Lazarus rarely wants to talk.

‘We should send for Jesus,’ Mary says.

There are awkward silences, and Jesus himself concedes the negative influence he can have on family life: ‘ For I am come to set a man at variance against his father, and the daughter against her mother, and the daughter-in-law against the mother-in-law ’ (Matthew 10: 35). The Lazarus sisters are not immune. They too are subject to the pressures of the age.

‘Leave him alone,’ Martha says.

‘Jesus is trying to tell us something.’

‘You’re not helping. Check the stitches on the wedding gown. He needs something to look forward to.’

‘Jesus is healing people he doesn’t even know. Complete strangers — the sons of noblemen.’

‘He’s in Galilee,’ Lazarus says. He pulls his knees to his chest, wipes his hand across his mouth. ‘I’m here.’

‘That boy was healed at a distance.’

‘Of about twenty miles. We’re at the other end of the country.’

‘Pray. If you believe he can heal you then he will.’

A smallpox lesion bursts inside Lazarus’s mouth, filling his saliva with bacteria. He is sitting but refuses to lie down. He has vowed never to lie down during daylight hours, because he will not admit to weakness.

‘I have a fever and a nasty cough. That’s all. I don’t want anyone to worry.’

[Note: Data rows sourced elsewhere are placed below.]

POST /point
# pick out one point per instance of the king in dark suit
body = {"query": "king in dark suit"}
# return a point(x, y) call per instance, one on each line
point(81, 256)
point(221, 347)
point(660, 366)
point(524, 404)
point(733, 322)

Mary’s lips move fast as she prays for her brother. Then she prays she won’t fall ill, and that Martha won’t fall ill. Most of her prayers are answered.

Lazarus will not send for Jesus, neither at this stage halfway through his illness nor later when his life depends upon it: ‘ So the sisters sent word to Jesus, “Lord, the one you love is sick ” ’ (John 11: 3). Instead, Martha and Mary will act on his behalf, and only at the very end, when their brother has barely a day or maybe two days left to live.

In the meantime, it is unthinkable that Lazarus does nothing. He has the rest of his life to lead. He will attempt to save himself in every conceivable way except for calling on Jesus.

He has offered penitential sacrifices at the Temple: his fever and his headaches remain unchanged. He has purified himself in the mikveh , but blames the failed cleansing on his lack of sincerity. He has given up Lydia, almost entirely.

Yet he still feels ugly and weak and smells like a one-man plague. Mary can barely speak without mentioning Jesus, and Lazarus torments himself by remembering the past. He wonders whether there was anything of importance he missed at the time, all those years ago in Nazareth. Jesus has extraordinary powers, and Lazarus had noticed nothing.